ABSTRACT

Although the owners of small enterprise were the section of the'middle classes with whom working-class men and women came into the most regular contact, it is important to remember that the most enduring relationship between the petite bourgeoisie and the working class was that of family. There were the wage-earning occupations of members of many petits-bourgeois families - husband or wife where multiple occupations were needed, children where the maintenance of the next generation in small enterprise was not always possible or desirable, parents where the owner of the enterprise had come from working-class origins, as well as the occupations of brothers and sisters, uncles and aunts. For many petits bourgeois there was their own career, as they shifted between wage-earning and independence. Here were the ineluctable links that tied so many petits bourgeois to the working class.
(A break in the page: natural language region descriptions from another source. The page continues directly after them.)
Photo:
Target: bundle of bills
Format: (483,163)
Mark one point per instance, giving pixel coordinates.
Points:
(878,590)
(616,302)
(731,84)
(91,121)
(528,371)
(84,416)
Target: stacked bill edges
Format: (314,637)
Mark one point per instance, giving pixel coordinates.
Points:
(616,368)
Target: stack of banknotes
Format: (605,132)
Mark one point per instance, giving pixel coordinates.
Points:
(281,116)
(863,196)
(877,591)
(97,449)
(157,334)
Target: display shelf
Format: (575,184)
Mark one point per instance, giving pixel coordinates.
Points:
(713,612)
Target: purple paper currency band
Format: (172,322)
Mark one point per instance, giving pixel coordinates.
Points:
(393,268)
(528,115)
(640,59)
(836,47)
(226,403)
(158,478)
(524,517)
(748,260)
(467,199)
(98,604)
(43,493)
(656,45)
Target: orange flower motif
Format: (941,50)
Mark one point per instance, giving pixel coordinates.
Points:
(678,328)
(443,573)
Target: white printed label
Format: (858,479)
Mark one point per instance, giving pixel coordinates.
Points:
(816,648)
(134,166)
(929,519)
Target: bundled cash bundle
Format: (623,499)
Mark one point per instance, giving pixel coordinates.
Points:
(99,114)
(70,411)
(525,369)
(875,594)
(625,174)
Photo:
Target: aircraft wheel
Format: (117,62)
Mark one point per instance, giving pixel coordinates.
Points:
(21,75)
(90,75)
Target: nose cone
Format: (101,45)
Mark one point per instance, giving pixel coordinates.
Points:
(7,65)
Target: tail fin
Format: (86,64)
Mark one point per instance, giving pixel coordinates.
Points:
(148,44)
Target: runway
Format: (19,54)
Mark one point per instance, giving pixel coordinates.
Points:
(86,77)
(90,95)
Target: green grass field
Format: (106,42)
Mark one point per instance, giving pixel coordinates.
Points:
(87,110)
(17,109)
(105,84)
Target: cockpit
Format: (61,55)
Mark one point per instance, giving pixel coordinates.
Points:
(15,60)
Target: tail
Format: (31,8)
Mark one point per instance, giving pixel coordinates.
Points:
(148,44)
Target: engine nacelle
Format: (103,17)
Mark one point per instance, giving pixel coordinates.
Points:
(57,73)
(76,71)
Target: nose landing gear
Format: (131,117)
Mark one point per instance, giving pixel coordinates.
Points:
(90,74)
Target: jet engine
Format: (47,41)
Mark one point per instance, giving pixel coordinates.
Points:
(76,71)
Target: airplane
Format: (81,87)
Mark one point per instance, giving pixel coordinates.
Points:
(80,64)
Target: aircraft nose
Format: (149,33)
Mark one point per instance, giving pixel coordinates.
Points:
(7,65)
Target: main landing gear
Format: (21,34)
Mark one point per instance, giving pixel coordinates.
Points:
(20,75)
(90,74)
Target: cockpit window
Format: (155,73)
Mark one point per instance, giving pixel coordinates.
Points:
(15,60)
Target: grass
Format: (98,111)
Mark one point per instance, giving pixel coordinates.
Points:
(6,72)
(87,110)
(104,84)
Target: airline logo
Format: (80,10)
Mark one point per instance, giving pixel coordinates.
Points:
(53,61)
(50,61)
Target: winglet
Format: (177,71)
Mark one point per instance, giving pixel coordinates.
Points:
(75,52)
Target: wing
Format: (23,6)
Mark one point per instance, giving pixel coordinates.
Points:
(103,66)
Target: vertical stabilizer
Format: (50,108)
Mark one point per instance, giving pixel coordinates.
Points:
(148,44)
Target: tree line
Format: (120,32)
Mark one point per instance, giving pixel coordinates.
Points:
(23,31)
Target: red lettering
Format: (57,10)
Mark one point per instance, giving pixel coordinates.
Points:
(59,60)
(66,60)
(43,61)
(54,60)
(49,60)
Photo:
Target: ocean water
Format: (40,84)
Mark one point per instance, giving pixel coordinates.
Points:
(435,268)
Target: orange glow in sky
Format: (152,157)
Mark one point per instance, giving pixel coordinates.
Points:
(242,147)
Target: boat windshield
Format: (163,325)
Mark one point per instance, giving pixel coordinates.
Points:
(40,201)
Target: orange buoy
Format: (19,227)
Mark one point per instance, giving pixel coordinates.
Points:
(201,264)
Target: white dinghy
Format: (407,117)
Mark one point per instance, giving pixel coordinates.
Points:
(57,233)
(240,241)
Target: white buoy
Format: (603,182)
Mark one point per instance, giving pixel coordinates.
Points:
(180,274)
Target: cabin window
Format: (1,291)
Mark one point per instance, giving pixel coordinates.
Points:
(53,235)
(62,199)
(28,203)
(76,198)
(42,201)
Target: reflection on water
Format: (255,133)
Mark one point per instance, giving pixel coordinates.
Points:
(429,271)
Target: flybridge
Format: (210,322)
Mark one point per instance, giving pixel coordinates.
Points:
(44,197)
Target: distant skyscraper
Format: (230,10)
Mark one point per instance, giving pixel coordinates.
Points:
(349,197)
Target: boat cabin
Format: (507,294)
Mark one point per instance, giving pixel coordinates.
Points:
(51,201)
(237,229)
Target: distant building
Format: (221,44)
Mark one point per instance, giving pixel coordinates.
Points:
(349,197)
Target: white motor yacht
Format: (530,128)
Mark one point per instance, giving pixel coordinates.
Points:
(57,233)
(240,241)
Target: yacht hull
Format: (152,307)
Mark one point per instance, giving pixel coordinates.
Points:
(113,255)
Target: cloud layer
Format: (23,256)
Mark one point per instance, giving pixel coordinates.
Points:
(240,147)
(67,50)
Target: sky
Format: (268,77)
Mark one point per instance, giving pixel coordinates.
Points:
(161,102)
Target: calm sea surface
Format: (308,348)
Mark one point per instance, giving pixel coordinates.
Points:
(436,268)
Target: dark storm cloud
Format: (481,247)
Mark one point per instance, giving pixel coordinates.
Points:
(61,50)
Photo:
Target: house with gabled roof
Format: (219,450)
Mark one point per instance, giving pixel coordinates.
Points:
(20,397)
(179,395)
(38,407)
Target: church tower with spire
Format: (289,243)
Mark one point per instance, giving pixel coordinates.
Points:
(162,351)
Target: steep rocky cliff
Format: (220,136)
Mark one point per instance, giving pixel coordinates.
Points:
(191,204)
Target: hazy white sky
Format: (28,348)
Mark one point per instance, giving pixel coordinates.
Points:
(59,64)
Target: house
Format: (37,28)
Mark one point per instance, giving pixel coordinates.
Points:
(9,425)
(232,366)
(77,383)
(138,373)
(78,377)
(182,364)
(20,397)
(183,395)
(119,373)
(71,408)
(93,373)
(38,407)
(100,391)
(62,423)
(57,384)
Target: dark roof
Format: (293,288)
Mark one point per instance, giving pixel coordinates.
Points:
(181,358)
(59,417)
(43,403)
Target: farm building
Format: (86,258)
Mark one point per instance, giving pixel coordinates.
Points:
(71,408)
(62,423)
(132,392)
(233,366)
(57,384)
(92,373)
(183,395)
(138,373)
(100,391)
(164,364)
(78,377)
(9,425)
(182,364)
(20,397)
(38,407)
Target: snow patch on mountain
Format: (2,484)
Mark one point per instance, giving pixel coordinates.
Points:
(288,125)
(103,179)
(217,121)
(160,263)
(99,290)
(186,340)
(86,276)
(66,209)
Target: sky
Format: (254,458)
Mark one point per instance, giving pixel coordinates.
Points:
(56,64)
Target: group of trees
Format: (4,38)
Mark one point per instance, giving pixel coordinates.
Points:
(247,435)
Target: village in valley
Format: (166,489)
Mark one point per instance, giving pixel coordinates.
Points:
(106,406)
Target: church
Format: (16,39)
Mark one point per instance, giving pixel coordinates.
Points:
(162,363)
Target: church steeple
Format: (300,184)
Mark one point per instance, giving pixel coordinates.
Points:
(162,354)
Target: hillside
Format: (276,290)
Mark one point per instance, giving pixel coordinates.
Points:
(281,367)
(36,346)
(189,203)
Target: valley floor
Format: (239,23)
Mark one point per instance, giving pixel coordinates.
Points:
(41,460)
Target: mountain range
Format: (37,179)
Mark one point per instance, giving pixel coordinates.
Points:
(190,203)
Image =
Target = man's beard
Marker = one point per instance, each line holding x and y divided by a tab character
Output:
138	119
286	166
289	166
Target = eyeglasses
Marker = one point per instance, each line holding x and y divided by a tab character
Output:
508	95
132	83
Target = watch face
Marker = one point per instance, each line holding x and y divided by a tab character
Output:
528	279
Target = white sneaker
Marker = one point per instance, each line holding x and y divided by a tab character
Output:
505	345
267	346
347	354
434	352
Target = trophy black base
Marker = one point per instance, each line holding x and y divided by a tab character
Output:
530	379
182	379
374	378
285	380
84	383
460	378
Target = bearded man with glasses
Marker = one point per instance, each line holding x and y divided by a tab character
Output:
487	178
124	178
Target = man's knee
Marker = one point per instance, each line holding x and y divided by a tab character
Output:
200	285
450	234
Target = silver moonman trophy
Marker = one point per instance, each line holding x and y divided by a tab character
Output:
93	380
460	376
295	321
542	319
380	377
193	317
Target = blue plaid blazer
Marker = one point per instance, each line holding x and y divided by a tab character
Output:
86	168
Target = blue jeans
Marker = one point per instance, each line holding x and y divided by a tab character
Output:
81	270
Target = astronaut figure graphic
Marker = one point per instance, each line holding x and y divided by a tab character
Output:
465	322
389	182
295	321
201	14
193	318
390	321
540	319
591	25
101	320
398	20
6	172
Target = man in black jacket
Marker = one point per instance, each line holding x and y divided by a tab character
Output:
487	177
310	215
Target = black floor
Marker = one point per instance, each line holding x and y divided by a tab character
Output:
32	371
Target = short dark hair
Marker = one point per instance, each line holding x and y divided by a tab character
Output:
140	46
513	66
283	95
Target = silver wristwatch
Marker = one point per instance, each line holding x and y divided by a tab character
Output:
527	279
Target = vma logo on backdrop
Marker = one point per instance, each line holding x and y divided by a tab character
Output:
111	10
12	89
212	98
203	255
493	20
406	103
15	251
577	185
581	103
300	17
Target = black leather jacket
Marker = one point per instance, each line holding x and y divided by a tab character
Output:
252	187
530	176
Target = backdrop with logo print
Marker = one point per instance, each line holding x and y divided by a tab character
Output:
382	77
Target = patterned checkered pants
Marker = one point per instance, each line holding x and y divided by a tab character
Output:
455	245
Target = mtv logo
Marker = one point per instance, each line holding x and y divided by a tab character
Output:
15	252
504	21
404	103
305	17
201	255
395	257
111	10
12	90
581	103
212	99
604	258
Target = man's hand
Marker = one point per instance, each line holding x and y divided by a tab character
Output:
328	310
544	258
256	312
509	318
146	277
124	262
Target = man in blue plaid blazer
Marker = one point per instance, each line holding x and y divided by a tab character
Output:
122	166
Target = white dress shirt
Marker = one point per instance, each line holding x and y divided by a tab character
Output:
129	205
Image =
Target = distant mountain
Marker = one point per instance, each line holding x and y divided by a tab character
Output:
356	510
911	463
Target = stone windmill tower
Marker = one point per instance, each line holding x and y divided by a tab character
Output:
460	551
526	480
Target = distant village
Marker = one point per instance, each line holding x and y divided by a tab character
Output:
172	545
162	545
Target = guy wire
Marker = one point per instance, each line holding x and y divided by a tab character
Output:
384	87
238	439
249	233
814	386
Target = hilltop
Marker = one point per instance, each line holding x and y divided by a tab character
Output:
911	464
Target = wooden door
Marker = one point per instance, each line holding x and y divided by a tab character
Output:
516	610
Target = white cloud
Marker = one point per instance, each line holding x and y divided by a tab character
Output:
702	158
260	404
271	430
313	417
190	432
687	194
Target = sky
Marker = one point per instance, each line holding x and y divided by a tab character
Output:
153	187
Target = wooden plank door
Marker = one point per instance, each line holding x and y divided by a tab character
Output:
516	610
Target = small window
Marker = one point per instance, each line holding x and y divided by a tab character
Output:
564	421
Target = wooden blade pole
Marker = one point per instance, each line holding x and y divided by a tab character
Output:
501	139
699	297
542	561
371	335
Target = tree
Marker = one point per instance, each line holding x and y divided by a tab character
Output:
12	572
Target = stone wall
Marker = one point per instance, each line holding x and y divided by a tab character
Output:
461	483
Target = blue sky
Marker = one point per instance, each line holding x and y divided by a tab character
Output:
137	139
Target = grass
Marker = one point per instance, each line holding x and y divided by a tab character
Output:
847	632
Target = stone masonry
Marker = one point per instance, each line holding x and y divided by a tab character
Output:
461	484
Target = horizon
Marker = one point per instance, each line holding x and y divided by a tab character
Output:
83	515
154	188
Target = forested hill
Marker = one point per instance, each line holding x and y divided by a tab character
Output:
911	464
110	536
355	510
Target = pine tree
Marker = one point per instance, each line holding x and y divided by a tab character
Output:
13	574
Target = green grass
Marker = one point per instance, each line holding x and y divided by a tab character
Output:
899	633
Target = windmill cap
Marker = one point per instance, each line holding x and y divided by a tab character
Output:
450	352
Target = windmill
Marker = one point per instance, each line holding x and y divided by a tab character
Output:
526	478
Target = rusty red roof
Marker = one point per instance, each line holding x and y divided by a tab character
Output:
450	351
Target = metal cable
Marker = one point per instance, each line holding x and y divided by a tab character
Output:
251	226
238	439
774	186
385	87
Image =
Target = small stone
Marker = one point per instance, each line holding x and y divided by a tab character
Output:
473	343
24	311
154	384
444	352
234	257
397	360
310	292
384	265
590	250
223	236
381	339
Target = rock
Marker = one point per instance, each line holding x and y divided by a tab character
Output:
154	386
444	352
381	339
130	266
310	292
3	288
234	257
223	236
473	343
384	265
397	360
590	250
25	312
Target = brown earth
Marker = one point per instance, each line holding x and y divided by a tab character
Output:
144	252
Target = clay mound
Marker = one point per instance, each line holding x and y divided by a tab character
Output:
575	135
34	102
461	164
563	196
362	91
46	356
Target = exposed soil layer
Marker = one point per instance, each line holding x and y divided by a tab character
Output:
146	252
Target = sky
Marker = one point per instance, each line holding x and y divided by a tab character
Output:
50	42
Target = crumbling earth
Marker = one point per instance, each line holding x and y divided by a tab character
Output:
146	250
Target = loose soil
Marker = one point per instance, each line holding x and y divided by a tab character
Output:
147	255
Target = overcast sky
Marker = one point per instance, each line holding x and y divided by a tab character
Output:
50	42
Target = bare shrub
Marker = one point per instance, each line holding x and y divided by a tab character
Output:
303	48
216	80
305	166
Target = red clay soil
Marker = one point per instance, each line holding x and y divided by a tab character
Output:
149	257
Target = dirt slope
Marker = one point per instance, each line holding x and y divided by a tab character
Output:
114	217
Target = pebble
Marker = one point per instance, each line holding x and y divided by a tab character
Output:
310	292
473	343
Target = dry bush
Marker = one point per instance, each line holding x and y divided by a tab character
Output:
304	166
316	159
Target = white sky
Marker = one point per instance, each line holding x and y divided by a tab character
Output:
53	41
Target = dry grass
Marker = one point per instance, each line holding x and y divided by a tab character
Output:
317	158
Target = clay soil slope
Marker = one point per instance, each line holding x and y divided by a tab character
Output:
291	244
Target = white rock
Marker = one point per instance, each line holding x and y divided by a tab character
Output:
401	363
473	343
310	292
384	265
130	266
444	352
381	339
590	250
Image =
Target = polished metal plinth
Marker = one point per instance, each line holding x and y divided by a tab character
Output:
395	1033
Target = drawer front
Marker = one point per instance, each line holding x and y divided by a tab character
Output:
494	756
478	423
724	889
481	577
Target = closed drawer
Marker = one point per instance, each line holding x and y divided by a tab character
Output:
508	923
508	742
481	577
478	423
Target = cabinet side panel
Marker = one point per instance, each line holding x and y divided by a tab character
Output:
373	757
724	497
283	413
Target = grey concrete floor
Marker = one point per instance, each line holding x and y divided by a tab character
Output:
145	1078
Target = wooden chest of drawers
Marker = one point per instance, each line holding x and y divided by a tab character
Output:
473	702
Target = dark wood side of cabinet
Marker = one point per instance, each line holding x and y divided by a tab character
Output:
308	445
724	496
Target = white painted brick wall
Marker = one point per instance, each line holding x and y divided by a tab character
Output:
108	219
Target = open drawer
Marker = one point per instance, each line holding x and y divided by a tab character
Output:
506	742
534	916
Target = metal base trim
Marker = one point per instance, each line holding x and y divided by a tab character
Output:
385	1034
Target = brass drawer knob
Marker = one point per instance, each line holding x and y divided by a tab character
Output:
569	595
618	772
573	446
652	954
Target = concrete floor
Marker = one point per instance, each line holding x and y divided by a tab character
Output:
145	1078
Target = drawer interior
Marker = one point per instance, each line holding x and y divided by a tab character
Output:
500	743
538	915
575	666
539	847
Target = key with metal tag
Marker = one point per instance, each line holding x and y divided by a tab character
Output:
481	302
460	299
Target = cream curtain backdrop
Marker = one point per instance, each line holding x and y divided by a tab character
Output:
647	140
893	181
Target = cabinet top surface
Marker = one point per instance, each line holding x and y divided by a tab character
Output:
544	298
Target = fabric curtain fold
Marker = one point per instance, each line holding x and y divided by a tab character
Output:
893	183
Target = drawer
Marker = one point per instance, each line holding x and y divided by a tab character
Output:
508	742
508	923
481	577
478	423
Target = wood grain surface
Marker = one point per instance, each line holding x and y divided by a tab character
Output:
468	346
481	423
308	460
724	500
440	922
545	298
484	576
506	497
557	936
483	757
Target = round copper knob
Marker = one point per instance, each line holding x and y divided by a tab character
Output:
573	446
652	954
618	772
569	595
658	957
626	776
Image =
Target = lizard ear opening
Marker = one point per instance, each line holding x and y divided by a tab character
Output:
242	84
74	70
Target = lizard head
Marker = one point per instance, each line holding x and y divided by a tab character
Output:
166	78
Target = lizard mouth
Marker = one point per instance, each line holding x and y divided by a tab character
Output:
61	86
Jules Caylarde, the republican mayor of the French company town of Decazeville during the 1880s, explained the reluctance of the town's workers to use the company retail store. 'One can hardly separate the worker from the shopkeeper,' he claimed, 'because a large number [of the workers] have a son, a brother, an uncle or a cousin who is a businessman in the town.'l Only the upper levels of Europe's shopkeepers and master artisans could feel themselves firmly apart, and fashion more precise and distant relationships with their town's workers. If the historical analysis of class has in recent decades shown us that class identity derives from more than structural position alone, but also from dense patterns of social relations and discourses, then we need to shift attention from those forces that brought many petits bourgeois and workers close together, and explore those relationships which created distance and tension.